The government only passed on a very small portion of the fuel price hike on to domestic consumers and shared the rest with oil PSUs to ease inflationary pressures.

The dream of many middle-class households of owning a cosy flat could not materialise this year as builders raised prices of dwelling units, following rise in steel, cement and other materials and passed on the service tax burden.

Yet, 2005 showcased India's strong economic fundamentals and resilience of withstanding the shocks of high global oil prices and yet ending up with an average inflation of about 4.7 per cent in 2005, much lower than last year's average of about 6 per cent.

While many oil importing countries saw slowdown in growth due to high inflation, India is poised to improve GDP growth to 7.5 per cent this fiscal from 6.9 per cent in 2004-05.

However, Finance Minister P Chidambaram made it amply clear that government will not hesitate to take measures to check price rise.

Though WPI inflation has been the indicator of price movements in India for decades.
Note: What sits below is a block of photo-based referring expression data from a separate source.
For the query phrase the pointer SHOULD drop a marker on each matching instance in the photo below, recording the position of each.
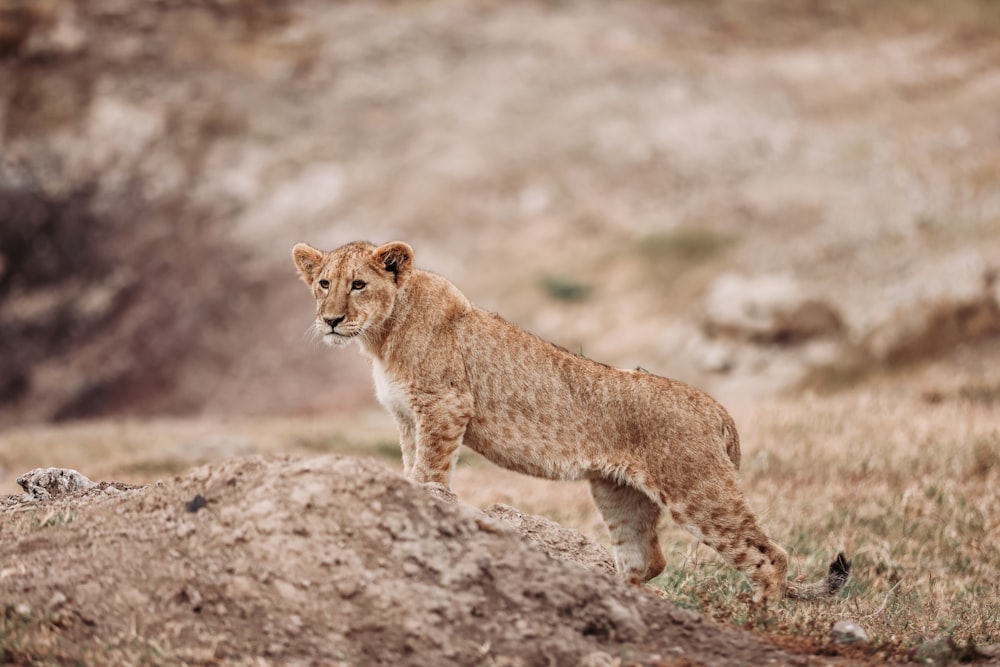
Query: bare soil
(328, 560)
(596, 172)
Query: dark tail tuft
(836, 576)
(838, 573)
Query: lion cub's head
(355, 286)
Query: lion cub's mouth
(334, 337)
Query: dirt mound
(313, 562)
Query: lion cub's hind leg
(631, 518)
(718, 515)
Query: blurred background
(761, 197)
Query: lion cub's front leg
(440, 425)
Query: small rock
(599, 659)
(45, 483)
(848, 632)
(57, 600)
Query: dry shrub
(99, 305)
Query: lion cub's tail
(836, 576)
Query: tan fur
(453, 374)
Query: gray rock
(46, 483)
(848, 632)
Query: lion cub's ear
(396, 258)
(308, 261)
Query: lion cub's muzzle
(328, 327)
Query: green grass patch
(565, 289)
(685, 245)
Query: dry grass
(908, 487)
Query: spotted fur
(453, 374)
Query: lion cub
(453, 374)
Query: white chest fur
(389, 392)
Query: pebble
(848, 632)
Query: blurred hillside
(745, 195)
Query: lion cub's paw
(441, 492)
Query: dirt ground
(763, 198)
(327, 560)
The government has identified the lacunae and initiated steps towards moving to a realistic way of measuring price rise based on producer's price index.

A working group is on the job for suggesting ways of switching to PPI from WPI. The group is also going into details of how to revise and carry out necessary modifications in the formulation of WPI series by including 'selected services', as well as Consumer Price Index series on the basis of changes in the consumption pattern and basket of goods involved.

Labour bureau would release the revised index after considering the views expressed by experts, employers and employee organisations and government officials to the Ministry of Labour.

The need for change in WPI calculations came after it was observed that there was a wide gap between the wholesale and consumer index prices.

While WPI inflation was well over 4 per cent, the CPI inflation for industrial workers was in the range of 4 per cent while it 4.4 per cent for urban non-manual employees, 3.2 per cent for agriculture labourers and less than 3 per cent for rural labourers till October.

CPI inflation for farm labourers increased to 4.65 per cent while that for rural labourers surged to 4.62 per cent in November.

During the year, the maximum price rise was witnessed in fuel, power, light and lubricants group of the WPI index followed by manufactured products and primary articles.

The highest prices rise was for mineral oils comprising LPG, petrol, diesel, aviation fuel, bitumen, naphtha, furnace oil and lubricants.

Electricity charges rose due to shortfall in supply that led to power cuts in major metros like Delhi and Mumbai.

As if power cuts were not enough, the urban populace fumed over hike in power tariff and the false billings by energy companies.

During 2005, coal prices surged hitting the bottomline of thermal power companies and making life all the more difficult for the poor.

The boom in the manufacturing sector was also accompanied by a rise in some of essential products like sugar, gur, wine & liquor, iron & steel, chemicals, drugs & medicine, fertilisers and pesticides, cigarettes and tobacco, motor vehicles and aluminium. Only edible oil and textiles became cheaper.